What does the future of Ascential look like?
Future outlook is an important aspect when you’re looking at buying a stock, especially if you are an investor looking for growth in your portfolio. Although value investors would argue that it’s the intrinsic value relative to the price that matter the most, a more compelling investment thesis would be high growth potential at a cheap price. In Ascential's case, its revenues over the next few years are expected to grow by 81%, indicating a highly optimistic future ahead. If expense does not increase by the same rate, or higher, this top line growth should lead to stronger cash flows, feeding into a higher share value.
What this means for you:
Are you a shareholder? Since ASCL is currently undervalued, it may be a great time to accumulate more of your holdings in the stock. With an optimistic outlook on the horizon, it seems like this growth has not yet been fully factored into the share price. However, there are also other factors such as capital structure to consider, which could explain the current undervaluation.
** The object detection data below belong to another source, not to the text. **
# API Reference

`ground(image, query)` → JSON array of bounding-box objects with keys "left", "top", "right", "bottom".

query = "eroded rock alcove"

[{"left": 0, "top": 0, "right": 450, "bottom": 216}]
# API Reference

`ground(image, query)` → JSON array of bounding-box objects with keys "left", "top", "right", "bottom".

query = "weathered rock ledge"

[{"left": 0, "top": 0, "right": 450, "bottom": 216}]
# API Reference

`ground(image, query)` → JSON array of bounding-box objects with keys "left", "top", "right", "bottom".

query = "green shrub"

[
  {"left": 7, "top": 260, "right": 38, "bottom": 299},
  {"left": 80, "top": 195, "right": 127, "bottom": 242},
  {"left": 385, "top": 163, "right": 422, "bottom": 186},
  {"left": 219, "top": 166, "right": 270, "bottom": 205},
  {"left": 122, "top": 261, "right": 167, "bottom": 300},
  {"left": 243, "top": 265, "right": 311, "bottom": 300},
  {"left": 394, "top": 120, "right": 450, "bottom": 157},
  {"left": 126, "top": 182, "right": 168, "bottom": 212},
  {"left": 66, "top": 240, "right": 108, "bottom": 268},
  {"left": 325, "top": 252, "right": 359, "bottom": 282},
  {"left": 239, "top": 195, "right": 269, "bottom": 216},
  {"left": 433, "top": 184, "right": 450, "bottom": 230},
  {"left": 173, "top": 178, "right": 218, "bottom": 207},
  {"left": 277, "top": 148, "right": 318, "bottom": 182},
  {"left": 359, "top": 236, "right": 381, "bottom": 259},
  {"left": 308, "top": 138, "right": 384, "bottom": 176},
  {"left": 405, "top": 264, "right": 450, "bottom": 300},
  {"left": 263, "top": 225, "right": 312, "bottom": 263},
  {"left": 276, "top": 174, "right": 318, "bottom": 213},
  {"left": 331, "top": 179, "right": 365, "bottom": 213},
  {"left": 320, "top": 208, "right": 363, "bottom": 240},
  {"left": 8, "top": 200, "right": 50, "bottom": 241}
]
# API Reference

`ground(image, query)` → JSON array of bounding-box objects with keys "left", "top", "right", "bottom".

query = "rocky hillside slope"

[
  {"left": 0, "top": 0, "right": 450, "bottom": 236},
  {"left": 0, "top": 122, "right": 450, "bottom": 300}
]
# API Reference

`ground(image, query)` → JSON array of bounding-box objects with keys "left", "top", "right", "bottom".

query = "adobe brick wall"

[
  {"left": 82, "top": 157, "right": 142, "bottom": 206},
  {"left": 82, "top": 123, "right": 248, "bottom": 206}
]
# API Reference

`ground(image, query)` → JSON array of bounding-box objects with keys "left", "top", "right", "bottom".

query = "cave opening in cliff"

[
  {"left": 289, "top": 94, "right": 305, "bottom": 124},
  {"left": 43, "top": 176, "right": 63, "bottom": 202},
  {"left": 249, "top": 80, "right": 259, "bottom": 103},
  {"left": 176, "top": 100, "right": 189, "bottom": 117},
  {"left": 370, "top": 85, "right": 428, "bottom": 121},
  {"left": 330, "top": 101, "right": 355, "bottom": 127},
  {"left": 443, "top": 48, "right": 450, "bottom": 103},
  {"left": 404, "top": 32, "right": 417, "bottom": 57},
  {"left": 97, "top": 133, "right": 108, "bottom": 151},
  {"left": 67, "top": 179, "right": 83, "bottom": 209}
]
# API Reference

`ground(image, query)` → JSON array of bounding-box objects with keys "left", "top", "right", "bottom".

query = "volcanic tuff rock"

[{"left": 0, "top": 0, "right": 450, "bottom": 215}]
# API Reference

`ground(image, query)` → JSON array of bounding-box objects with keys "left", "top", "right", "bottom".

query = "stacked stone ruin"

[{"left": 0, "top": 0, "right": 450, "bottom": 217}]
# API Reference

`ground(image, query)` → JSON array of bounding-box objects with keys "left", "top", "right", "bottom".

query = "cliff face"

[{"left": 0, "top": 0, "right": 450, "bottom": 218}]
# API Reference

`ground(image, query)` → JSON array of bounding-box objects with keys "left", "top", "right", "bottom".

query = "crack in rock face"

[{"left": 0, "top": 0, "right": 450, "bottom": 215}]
Are you a potential investor? If you’ve been keeping an eye on ASCL for a while, now might be the time to make a leap. Its prosperous future outlook isn’t fully reflected in the current share price yet, which means it’s not too late to buy ASCL. But before you make any investment decisions, consider other factors such as the strength of its balance sheet, in order to make a well-informed investment decision.
It can be quite valuable to consider what analysts expect for Ascential from their most recent forecasts. Luckily, you can check out what analysts are forecasting by clicking here.
If you are no longer interested in Ascential, you can use our free platform to see our list of over 50 other stocks with a high growth potential.
This article by Simply Wall St is general in nature. It does not constitute a recommendation to buy or sell any stock, and does not take account of your objectives, or your financial situation. We aim to bring you long-term focused analysis driven by fundamental data. Note that our analysis may not factor in the latest price-sensitive company announcements or qualitative material. Simply Wall St has no position in any stocks mentioned.